The desire to use scheduling coupled with the need for matching as outlined above, increases variability in the overall vaccine deployment process. Any increase in variability results in less throughput for the same available resources. The unintended consequence is the discard of vaccines due to shelf life and, more importantly, unnecessary loss of life.

Therefore, eliminating the time element of the match, while dedicating places and people to administer the vaccines, will dramatically increase the throughput or total number of people being vaccinated. While there will always be a need for the patient, the vaccine and the administrator to be in the same place at the same time, there is no need to try to specify those times and places beforehand. Given live information about current queues, patients will go where they believe they can be served the most quickly. Thus, self-selection, and not scheduling, will remove this bottleneck and contribute to increase throughput to achieve “herd immunity”.

The important decision then becomes how much vaccine to have at each administration point. Again, this should not be scheduled, but should be in response to current demand. In other words, there should be a given amount of vaccine either on hand or in transit that is required to meet current demand. Operations Science provides the mechanics for understanding how much inventory is needed in a way that meets demand without having so much that vaccine is kept past its shelf life. In Operations Science, this is called a flow production system where eliminating the scheduling of appointments coupled with dedicated capacity (people and place) and dynamic inventory control reduces variability and allows for buffering of variability when it does occur.

What to Go Do Now

Our leaders and their scientific experts have informed us over and over that the most important goal is to achieve herd immunity, and the means for doing so is to rapidly create, make and administer a vaccine. If this is truly the case, then in reality not much data is needed, other than that related to efficacy and safety of the vaccines as well as data related to deployment of the vaccine. All other data is of limited use. Based on this, there are five specific strategies that can be made operational:

  1. Reconsider the appropriateness and effectiveness of the tiered approach and focus on the goal of achieving herd immunity through maximum throughput of people vaccinated, while continuing to use other strategies such as continued shelter in place to protect high-risk people.

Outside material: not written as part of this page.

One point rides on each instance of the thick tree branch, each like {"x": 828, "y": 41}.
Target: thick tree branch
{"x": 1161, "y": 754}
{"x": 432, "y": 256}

  2. Forego the desire to schedule / use appointments and instead use dedicated resources (administers and places) to administer the vaccine. Do not use hospitals and other healthcare facilities to administer vaccines. If distribution logistics can accommodate, do not use “super centers” to administer vaccines – use small and more geographically disperse centers.

  3. Use retinal scanning or other standard off-the-shelf biometric data capture systems to monitor who has and has not been vaccinated.

  4. Synchronize vaccine deployment with vaccine manufacture and distribution as the means to avoid the unnecessary creation of inventories that may affect the shelf life of the vaccines.

  5. Identify and manage the bottleneck. Based on the handling and storage requirements, manufacturing should be the designated bottleneck (not distribution and administer). In other words, have extra capacity at the distribution and administer points. This would mean that there would be times when these resources would be idle for lack of patients and this would be deliberate. But that is better than having people turned away for a lack of vaccine or having vaccine thrown away due to its expired shelf life.